St. Louis

When young Lucien Carr left his hometown of St. Louis to study at Columbia University in the early forties, he was setting off a chain reaction that would have effects beyond what he could have possibly imagined. An older St. Louis man named David Kammerer was in love with Carr (who was heterosexual) and followed him to New York. Carr would eventually be jailed for Kammerer’s murder, but before then Carr would bring a young and impressionable Allen Ginsberg to Kammerer’s apartment, where Ginsberg met an odd friend of Kammerer’s, another native of St. Louis named William S. Burroughs. Thus two of the elements of the peculiar chemical reaction known as the Beat Generation were now in place.

Unlike Denver, St. Louis did not have much romantic appeal to the Beats, and they did not often visit there. It’s a pleasant city, though, with a huge white arch on the banks of the Mississippi River, representing the gateway to the West.

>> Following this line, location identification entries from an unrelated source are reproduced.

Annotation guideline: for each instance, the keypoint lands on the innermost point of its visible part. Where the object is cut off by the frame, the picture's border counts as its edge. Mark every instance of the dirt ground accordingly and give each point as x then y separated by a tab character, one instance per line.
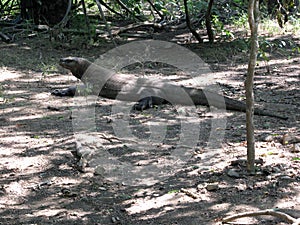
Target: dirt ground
44	180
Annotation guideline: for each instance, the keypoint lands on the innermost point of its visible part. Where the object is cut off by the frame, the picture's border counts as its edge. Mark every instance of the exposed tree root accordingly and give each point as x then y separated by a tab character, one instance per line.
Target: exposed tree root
267	212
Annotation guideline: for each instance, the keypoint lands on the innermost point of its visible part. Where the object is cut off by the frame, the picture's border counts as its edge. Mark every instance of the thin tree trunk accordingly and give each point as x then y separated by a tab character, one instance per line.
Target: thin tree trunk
253	13
188	22
209	29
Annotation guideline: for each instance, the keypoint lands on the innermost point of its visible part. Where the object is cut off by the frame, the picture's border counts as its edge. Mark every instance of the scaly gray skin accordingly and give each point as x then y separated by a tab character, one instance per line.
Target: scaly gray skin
141	90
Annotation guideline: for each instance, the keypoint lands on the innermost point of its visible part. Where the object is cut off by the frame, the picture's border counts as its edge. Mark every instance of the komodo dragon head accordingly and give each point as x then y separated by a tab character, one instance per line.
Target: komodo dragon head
76	65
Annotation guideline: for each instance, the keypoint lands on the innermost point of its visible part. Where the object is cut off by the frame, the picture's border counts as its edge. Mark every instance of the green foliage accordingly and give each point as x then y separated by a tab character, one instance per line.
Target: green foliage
220	29
241	21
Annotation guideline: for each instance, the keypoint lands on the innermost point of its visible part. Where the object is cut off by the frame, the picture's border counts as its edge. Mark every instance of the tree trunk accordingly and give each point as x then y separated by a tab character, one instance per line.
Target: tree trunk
44	11
253	13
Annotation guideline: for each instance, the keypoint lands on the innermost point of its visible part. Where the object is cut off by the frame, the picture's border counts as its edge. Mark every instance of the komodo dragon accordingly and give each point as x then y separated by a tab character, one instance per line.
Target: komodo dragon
144	91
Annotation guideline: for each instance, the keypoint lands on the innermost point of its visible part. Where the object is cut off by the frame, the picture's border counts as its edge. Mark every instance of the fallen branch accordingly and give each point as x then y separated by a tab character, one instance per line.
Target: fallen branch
267	212
136	25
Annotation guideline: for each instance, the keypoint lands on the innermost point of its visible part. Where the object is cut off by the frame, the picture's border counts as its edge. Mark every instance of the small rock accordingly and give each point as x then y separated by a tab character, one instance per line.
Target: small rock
99	170
102	189
286	178
296	148
268	138
115	219
276	170
233	173
212	187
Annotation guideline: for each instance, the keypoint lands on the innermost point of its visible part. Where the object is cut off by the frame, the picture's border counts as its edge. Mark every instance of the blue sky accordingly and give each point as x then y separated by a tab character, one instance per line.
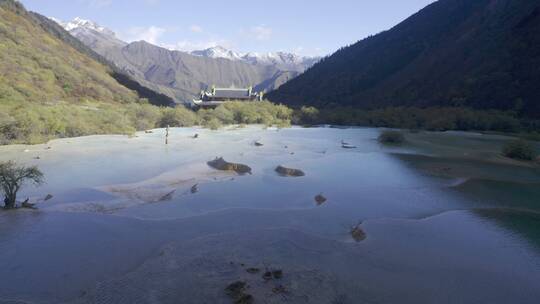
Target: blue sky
313	27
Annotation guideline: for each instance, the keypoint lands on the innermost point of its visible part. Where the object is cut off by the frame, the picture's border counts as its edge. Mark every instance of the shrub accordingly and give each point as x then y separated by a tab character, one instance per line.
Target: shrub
212	124
13	177
391	137
519	149
178	117
306	115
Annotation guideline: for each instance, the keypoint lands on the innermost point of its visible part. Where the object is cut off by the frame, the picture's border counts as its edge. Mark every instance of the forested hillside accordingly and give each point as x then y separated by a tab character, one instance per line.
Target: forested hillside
48	88
483	54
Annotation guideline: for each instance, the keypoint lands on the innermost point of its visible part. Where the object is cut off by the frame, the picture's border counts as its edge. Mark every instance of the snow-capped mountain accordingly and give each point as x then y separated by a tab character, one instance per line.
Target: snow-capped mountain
101	39
286	61
82	24
181	75
218	52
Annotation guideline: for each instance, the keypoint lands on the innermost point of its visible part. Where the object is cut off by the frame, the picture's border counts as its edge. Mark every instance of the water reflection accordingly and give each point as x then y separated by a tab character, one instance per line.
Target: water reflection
441	219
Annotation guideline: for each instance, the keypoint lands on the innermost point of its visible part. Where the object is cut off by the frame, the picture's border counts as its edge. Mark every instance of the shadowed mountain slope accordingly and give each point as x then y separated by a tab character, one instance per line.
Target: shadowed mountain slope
476	53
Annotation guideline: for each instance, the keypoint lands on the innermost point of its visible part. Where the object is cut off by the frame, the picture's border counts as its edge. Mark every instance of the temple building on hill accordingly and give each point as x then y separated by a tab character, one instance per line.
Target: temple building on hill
219	96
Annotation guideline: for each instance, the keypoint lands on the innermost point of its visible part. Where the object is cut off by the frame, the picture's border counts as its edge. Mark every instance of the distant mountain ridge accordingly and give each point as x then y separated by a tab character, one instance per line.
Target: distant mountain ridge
285	61
183	75
483	54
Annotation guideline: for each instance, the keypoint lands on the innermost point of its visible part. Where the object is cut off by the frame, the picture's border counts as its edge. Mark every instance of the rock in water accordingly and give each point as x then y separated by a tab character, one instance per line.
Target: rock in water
167	197
289	172
221	164
320	199
358	234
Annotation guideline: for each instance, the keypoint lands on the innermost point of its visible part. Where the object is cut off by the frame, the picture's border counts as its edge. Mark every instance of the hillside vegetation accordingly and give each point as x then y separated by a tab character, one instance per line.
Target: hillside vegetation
50	88
481	54
39	68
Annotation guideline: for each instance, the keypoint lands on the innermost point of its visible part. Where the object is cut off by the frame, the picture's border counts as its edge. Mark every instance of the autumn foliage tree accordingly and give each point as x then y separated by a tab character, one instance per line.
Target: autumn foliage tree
13	177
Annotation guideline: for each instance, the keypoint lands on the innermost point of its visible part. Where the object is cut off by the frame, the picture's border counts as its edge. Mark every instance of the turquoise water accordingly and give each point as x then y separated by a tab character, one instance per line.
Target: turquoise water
447	219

Besides William S. Burroughs, St. Louis has been the birthplace of several other seminal figures, such as T. S. Eliot, who promptly left to become as British as he possibly could, so that today half the people who’ve heard of T. S. Eliot think he was British. Even more cool was Chuck Berry, who once recorded an album called ‘From St. Louis to Liverpool,’ but never claimed to actually be British himself. I’m a huge Chuck Berry fan (come on, the guy is a lyrical genius), and years ago when I was married I dragged my wife with me on a trip to St. Louis to search out the house where Berry lives, in a suburb called Wentzville (George Thorogood wrote a song about this town, ‘Back to Wentzville’). We found Chuck listed in the phone book, gazed in wonder at his large estate, and went back to the hotel. I don’t think my choice of a vacation spot particularly helped the marriage, in retrospect. We also took an elevator to the top of the Arch, and drove through the streets of East St. Louis, Illinois, one of the most impoverished areas in the country, where Chop Suey joints and honky-tonks line the streets. I wished Jack Kerouac could have seen the town as I saw it that day. I think he would have found quite a few Dharma Bums there.